Menanggapi sorotan tersebut, perwakilan PT Darma Dwipa Utama menegaskan bahwa pihaknya hanya bertindak sebagai operator. Mereka mengklaim tidak memiliki kewenangan mengubah jadwal maupun rute pelayaran.

“Kami hanya menjalankan SK lintasan yang sudah ditentukan. Soal perubahan rute bukan kewenangan kami,” jelasnya.

Pihak PT. Darma Dwipa Utama sebagai Pengelola Kapal Feri Oputa Yi Ko yang Melayani Rute Dongkala-Kasipute saat memberikan penjelasan kepada DPRD, Pemda dan tokoh masyarakat di Kantor DPRD Bombana | Foto Asbar

Namun demikian, PT DDU mengungkap sejumlah kendala yang menjadi alasan kapal Oputa Yi Ko tak lagi bersandar di Dongkala. Selain persoalan suplai dan permintaan penumpang, faktor teknis disebut menjadi pertimbangan utama.

“Dongkala sangat dipengaruhi pasang surut air laut, ini berisiko. Saat docking, kami juga menemukan kerusakan teknis—sayap kanan kapal mengalami deformasi, propeller kriting dan ada yang melengkung,” ungkapnya.

Penjelasan tersebut rupanya belum sepenuhnya meyakinkan semua pihak.

Plh Kepala Dinas Perhubungan Bombana, Sukri Kasim, memastikan bahwa Pemda Bombana tidak tinggal diam. Ia menyebut Bupati Bombana telah merespons cepat dengan menyurati Kementerian Perhubungan.

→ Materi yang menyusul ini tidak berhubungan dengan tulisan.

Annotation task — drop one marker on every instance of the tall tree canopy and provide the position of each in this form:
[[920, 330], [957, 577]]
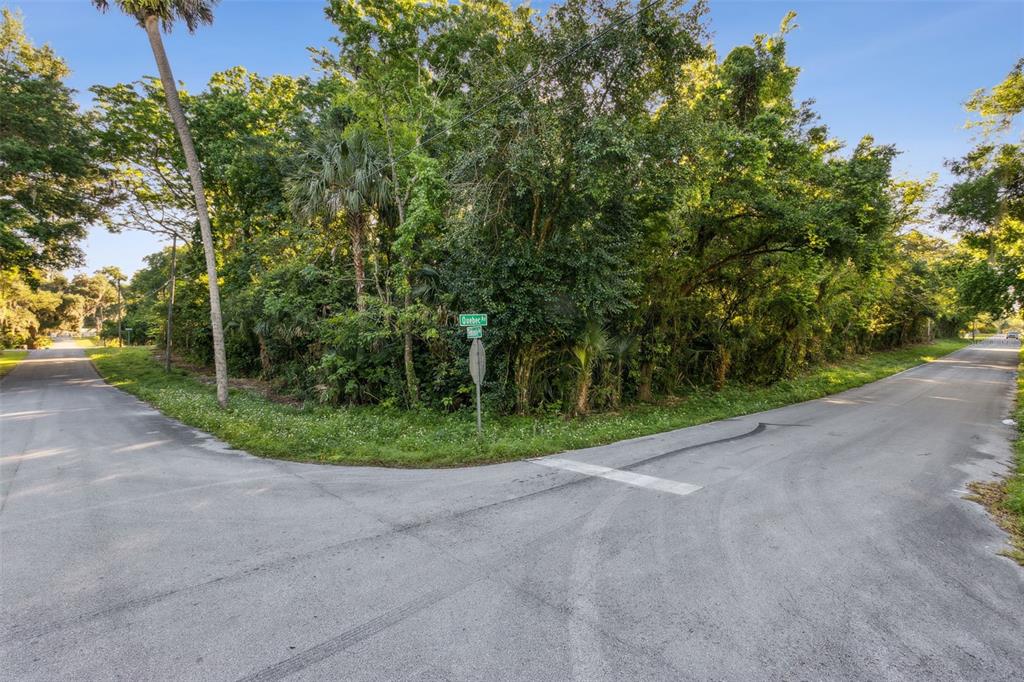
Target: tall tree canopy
[[51, 182], [636, 213]]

Pilihan Editor  Bupati Bombana Buka Sidang GTRA, Tegaskan Pentingnya Kepastian Hukum dan Produktivitas Lahan

“Pak Bupati sudah bersurat ke Dirjen Perhubungan Darat agar rute Dongkala–Kasipute kembali dimasukkan dalam SK perubahan lintasan. Ini untuk menjawab keresahan masyarakat,” katanya.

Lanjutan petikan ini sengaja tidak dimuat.